In addition to celebrating debut authors and their books in 2019, we will look back at some of our favorite recent debuts in a series of short interviews all about the debut experience.
A lot of people might pick up Joseph Cassara‘s The House of Impossible Beauties because they’re fans of RuPaul’s Drag Race. They might expect an insider story of backstabbing queens throwing shade and spilling the tea. Once you open to the first page, you’ll realize this is a touching portrait of the Harlem’s Latinx and black queer community in the late 1980s.
While there is drag, Cassara focuses more on the familial ties these young people feel for one another through life, love, and death. Inspired by the House of Xtravaganza, the author uses their spirit and characteristics to tell a new can’t miss story.
Cassara’s debut came out a year ago on February 6, 2018. He now teaches at Fresno State University and is at work on another novel that may or may not explore another historically queer figure.
What is one thing (piece of advice, writing tip, life hack) you know now that you wish you knew when you first started your debut?

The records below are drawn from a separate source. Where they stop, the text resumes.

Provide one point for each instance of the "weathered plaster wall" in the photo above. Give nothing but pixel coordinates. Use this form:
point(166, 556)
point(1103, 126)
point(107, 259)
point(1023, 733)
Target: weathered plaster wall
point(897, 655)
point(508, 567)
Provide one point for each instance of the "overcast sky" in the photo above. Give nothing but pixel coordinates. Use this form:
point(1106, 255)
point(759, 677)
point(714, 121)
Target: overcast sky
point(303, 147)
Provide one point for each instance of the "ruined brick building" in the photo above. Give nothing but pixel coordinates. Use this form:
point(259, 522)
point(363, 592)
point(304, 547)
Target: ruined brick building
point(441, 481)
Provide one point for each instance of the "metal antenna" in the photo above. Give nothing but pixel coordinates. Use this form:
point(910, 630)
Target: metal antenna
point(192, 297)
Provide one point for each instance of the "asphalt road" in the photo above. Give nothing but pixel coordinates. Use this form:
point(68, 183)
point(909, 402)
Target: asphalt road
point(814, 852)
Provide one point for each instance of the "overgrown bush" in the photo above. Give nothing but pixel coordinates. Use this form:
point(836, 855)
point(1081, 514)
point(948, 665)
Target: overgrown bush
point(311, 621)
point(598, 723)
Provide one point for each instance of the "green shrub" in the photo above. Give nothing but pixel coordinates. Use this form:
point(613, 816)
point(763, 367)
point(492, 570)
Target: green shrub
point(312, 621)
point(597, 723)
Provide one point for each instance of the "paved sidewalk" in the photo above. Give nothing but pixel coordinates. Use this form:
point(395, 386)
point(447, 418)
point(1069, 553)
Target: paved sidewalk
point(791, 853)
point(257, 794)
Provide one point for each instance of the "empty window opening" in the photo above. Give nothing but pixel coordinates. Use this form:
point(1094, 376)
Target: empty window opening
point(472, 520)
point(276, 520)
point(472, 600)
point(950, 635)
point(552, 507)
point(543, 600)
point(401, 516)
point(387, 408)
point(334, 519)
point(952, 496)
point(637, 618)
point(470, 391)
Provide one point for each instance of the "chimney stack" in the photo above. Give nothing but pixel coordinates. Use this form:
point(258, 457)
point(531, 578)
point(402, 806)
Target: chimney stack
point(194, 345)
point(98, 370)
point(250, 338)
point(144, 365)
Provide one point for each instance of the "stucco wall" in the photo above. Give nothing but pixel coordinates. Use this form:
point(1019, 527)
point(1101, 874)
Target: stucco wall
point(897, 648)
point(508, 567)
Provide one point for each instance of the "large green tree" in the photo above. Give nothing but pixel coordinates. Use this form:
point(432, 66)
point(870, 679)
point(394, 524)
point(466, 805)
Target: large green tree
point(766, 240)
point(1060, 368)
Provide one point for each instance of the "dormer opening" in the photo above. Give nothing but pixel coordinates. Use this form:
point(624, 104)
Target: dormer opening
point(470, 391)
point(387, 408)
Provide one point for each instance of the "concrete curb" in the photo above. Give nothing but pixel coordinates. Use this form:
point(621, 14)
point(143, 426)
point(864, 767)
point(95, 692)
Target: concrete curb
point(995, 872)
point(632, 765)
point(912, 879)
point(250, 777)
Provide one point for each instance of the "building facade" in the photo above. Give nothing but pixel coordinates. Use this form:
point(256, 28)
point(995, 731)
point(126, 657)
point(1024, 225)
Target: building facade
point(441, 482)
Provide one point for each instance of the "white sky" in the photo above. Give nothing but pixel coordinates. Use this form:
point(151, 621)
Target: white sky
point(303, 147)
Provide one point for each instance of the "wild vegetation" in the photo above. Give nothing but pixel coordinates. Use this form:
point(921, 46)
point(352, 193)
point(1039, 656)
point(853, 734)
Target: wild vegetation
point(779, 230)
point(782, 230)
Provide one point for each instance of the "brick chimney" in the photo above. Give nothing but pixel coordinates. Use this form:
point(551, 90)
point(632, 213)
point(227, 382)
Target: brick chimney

Oh gosh, the importance of balancing a writing life with exercise is super important. I know, I know—we are supposed to exercise because it’s good for our health, yadda yadda. But I’m prone to snacking (sweet tooth), so I like to munch while I’m writing. I like to reward myself with chocolate when I hit my writing quota for the day. It took me a while to realize that intense writing sessions can and should be balanced out with visits to the gym. And not just because it’s healthy! It actually helps me think, calm down, and feel energized to tackle the next writing session.
Don’t just take it from me. I read somewhere—though I don’t remember where—that Vonnegut used to swim every day. Murakami is the same way, except I think he alternates between swimming and running.
After all the interviews you participated in since your debut was released, what is one thing you still want readers to know that may or may not have ever been asked?
Sigh. No one has ever asked me who my favorite Golden Girl is. Answer: Dorothy. When Bea Arthur died, she bequeathed a large sum of money to The Ali Forney Center, a group in NYC that helps LGBT homeless youth. Isn’t that fantastic?
A debut is a beautiful thing, but from conversations with authors, the publicity and touring cycle really takes a toll on writing habits. Are you back into yours now? What’s that look like?
Last spring was pretty difficult because I was navigating book events while also doing interviews for academic teaching jobs. I was zig-zagging my way across the country, running on caffeine and adrenaline. I had no time to write, like zero-point-zero-zero minutes. I’ve only just started re-orienting my life towards this second book, which requires a ton of research. So to answer your question: yes, I’ve finally gotten back into the groove. What that looks like: right now, I have a stack of ten library books on my table to get through. A mix of novels, theory, and history. I really take pleasure in this first phase, when I can read and let all of this information wash over me. Hopefully I can absorb some of it. I do keep a notebook and pen handy so that I can jot down ideas for scenes. Then I write those scenes on to index cards, which I spread on a table or the floor, so I can visualize how the book might take shape, how the plot will unfold. Once I feel like the basic structure of the story is mapped out, I start to write the actual meat of the book. Ideally, when I’m in the thick of it, I will aim for 1-2k words per day.
Debuts are also stressful. What are some things you do outside of the literary world that help you destress or focus?
My big three are: hot yoga, lift weights, go to art museums. I love looking at visual art because it requires no language. I can just look at something and think wow. To decompress, I listen to Rachel Maddow every night while I cook, though this current new reality raises my blood pressure. I take out my anger while chopping veggies. Also, every now and then I like to get stoned (it’s legal in California) and listen to music or podcasts while soaking in the bathtub. I’m really into Radiolab right now, especially the science episodes. I don’t have any training in the sciences, so when their experts talk about the new frontiers in science, I find it marvelous. It helps me look at the world in a new way, and it’s always refreshing to find new things about the world that are beautiful.
Is there a debut in 2019 you’re excited for? What made it stand out?
I’m excited for so many debuts this year, but the two that are at the top of my list are In West Mills by De’Shawn Winslow and The Travelers by Regina Porter. Not only do they both play with language in amazing ways, but they also tell damn good stories.